第一人者豊永選手の一人舞台となりそうな種目です。
エントリー中二番目の記録は、15m34cmですので、勝負になりません。
豊永選手のベスト記録は17m57cmで、B標準記録を破る力は持っています。
この種目の日本記録は、亡くなられた森千夏選手の18m22cmが残っています。


円盤投げ A標準記録61m00cm B標準記録59m00cm
A標準突破者 なし
B標準突破者 なし
エントリー中一位記録 室伏由佳 58m62cm

室伏由佳選手は、室伏広治選手の妹です。
エントリー中二位記録は52m15cmですので、ちょっと相手になりません。
室伏選手は、自己記録兼日本記録、さらにB標準記録を突破するための戦い、という雰囲気になっています。

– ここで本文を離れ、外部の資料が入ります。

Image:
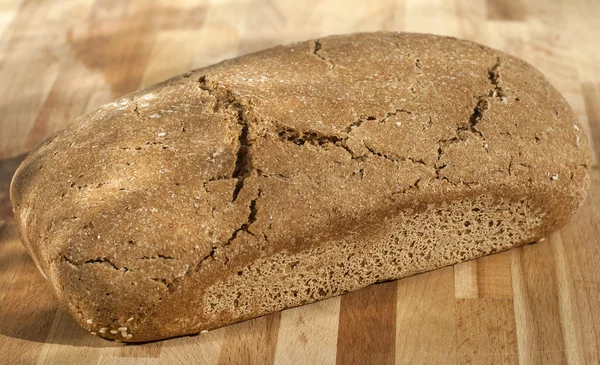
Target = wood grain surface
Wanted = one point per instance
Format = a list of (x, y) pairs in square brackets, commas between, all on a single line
[(539, 304)]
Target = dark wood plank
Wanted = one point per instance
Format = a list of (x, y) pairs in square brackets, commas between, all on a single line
[(367, 327)]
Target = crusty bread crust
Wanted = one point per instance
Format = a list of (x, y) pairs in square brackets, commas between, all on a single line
[(295, 174)]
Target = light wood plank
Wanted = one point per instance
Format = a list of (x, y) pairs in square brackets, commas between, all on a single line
[(308, 334), (425, 319)]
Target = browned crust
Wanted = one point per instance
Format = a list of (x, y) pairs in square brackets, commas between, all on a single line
[(142, 205)]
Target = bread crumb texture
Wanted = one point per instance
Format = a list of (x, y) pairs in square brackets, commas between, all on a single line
[(295, 174)]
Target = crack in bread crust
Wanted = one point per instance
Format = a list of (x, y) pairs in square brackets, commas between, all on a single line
[(211, 178)]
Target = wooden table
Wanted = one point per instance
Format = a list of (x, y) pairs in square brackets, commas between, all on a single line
[(538, 304)]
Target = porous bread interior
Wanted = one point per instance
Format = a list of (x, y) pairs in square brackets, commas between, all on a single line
[(406, 244)]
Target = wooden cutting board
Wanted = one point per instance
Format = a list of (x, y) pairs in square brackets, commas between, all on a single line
[(538, 304)]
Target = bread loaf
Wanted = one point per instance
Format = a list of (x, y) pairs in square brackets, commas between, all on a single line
[(295, 174)]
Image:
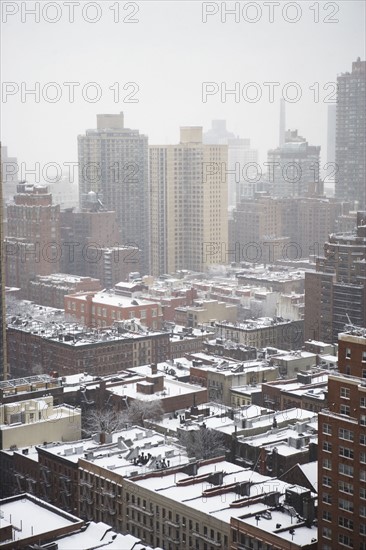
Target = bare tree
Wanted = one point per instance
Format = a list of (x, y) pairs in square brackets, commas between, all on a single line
[(104, 421), (203, 443), (139, 411), (108, 420)]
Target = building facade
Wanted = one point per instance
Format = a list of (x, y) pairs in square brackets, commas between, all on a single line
[(188, 204), (342, 449), (32, 245), (113, 163), (335, 294), (351, 135)]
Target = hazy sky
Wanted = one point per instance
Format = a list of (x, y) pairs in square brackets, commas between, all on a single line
[(169, 52)]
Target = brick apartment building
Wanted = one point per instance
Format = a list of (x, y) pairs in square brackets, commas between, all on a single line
[(68, 350), (342, 449), (32, 244), (50, 290)]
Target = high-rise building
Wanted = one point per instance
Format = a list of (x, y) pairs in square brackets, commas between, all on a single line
[(305, 223), (331, 133), (350, 179), (189, 220), (293, 168), (33, 236), (113, 163), (10, 171), (3, 360), (335, 293), (342, 449)]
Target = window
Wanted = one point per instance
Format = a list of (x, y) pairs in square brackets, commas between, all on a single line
[(345, 392), (345, 540), (344, 504), (327, 481), (327, 429), (345, 451), (345, 487), (345, 522), (345, 409), (345, 469), (345, 434)]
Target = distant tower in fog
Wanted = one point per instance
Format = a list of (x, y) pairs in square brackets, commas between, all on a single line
[(119, 158), (351, 135), (331, 130), (241, 182), (282, 122)]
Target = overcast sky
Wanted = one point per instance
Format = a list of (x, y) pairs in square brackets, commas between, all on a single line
[(168, 53)]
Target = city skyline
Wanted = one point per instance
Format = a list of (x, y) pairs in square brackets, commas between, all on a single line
[(174, 96)]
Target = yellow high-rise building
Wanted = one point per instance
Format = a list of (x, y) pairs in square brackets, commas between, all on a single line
[(189, 218)]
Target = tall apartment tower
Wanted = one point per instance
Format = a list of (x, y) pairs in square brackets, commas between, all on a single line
[(113, 163), (293, 168), (336, 292), (33, 236), (3, 360), (189, 219), (331, 133), (342, 449), (350, 179), (242, 162)]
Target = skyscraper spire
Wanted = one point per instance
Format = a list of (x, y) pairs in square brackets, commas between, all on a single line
[(282, 122)]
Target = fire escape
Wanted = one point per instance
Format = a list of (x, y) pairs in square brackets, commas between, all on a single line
[(65, 492), (45, 483)]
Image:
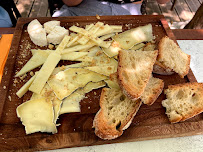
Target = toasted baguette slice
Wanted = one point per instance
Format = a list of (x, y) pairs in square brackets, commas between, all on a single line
[(159, 68), (152, 91), (134, 71), (116, 114), (170, 55), (183, 101)]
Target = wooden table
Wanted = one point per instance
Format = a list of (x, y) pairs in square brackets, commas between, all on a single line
[(180, 34), (83, 137)]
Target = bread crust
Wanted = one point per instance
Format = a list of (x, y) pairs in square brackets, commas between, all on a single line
[(160, 56), (106, 131), (159, 68), (128, 89), (198, 87), (156, 92)]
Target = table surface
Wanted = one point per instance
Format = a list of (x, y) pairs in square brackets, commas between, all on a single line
[(180, 34), (181, 144)]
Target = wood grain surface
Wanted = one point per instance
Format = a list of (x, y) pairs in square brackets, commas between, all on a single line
[(76, 128)]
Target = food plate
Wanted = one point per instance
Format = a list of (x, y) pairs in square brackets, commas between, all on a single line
[(76, 128)]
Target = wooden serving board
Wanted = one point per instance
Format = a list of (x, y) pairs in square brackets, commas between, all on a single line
[(76, 128)]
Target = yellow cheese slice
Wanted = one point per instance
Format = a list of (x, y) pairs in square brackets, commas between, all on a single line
[(35, 61), (72, 41), (134, 36), (105, 69), (88, 34), (92, 30), (63, 44), (78, 48), (104, 30), (72, 56), (45, 72), (116, 27), (72, 102), (101, 59), (112, 84), (25, 87), (49, 95), (138, 46), (37, 116), (107, 36), (66, 82), (76, 65), (112, 50)]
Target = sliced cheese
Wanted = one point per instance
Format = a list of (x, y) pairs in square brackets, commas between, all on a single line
[(101, 59), (107, 36), (49, 95), (86, 33), (63, 44), (134, 36), (76, 65), (72, 56), (112, 50), (138, 46), (25, 87), (88, 27), (37, 115), (35, 61), (104, 70), (112, 84), (72, 41), (72, 102), (78, 48), (45, 72), (104, 30), (91, 30), (66, 82), (116, 27)]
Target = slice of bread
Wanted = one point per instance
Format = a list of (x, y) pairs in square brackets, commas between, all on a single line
[(152, 91), (116, 114), (171, 56), (161, 69), (134, 71), (183, 101), (50, 25), (57, 35)]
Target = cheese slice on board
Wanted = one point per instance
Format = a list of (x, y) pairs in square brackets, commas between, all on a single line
[(25, 87), (35, 61), (49, 95), (37, 116), (134, 36), (76, 65), (66, 82), (104, 70), (45, 72), (72, 102)]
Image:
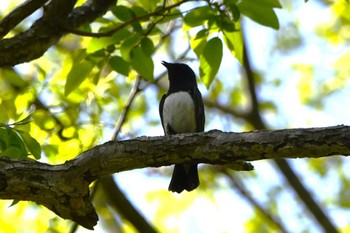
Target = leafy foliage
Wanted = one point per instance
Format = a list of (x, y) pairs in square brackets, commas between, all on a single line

ハンマー投げ A標準記録69m50cm B標準記録67m00cm
A標準突破者 なし
B標準突破者 なし
エントリー中一位記録 室伏由佳 64m61cm

室伏選手は円盤投げとの二冠がかかります。
ただ、円盤投げの方は敵がいませんが、ハンマー投げでは綾真澄選手がエントリー記録64m14cmと近いところにいて、いい勝負と見られています。
日本記録は室伏選手が2004年に出した67m77cmがあります。そこまで出せればB標準記録に届きます。


やり投げ A標準記録60m50cm B標準記録56m00cm
A標準突破者 なし
B標準突破者
吉田恵美可 57m19cm
海老原有希 56m26cm

女子投擲種目でB標準記録を突破しているのはやり投げだけです。
B標準を突破している二人は共に、今年から社会人になった22歳です。
エントリー記録は海老原選手の方が下ですが、ベスト記録は海老原選手の方が57m47と高いです。
このほかに、エントリー記録は低いですが、ベスト記録で57mを超えている選手として、小島裕子選手がいます。
やり投げの日本記録は、2001年に出た61m15cmというのが残っています。


七種競技 A標準記録6000点 B標準記録5800点
A標準突破者 なし
B標準突破者
中野有紀 5869点

中野選手が日本選手権は六連覇しています。
七種競技は、100mハードル 走り高跳び 砲丸投げ 200m 走り幅跳び やり投げ 800mの七種目を二日間ですべてこなし、それらの記録を得点化した合計点で競う競技です。
日本記録は中野選手が持つ5962点です。
中野選手は、日本記録とA標準記録の6000点を目指した戦いとなります。




跳躍種目は四種目中一種目でA標準突破者あり、一種目でB標準突破者あり。
投擲種目はA標準突破者はなく、一種目でB標準突破者あり、。
混成競技は中野選手がB標準を突破。

優勝、即オリンピック出場権獲得、となるのは、幅跳びの池田選手のみ、というのが女子フィールド競技の現状です。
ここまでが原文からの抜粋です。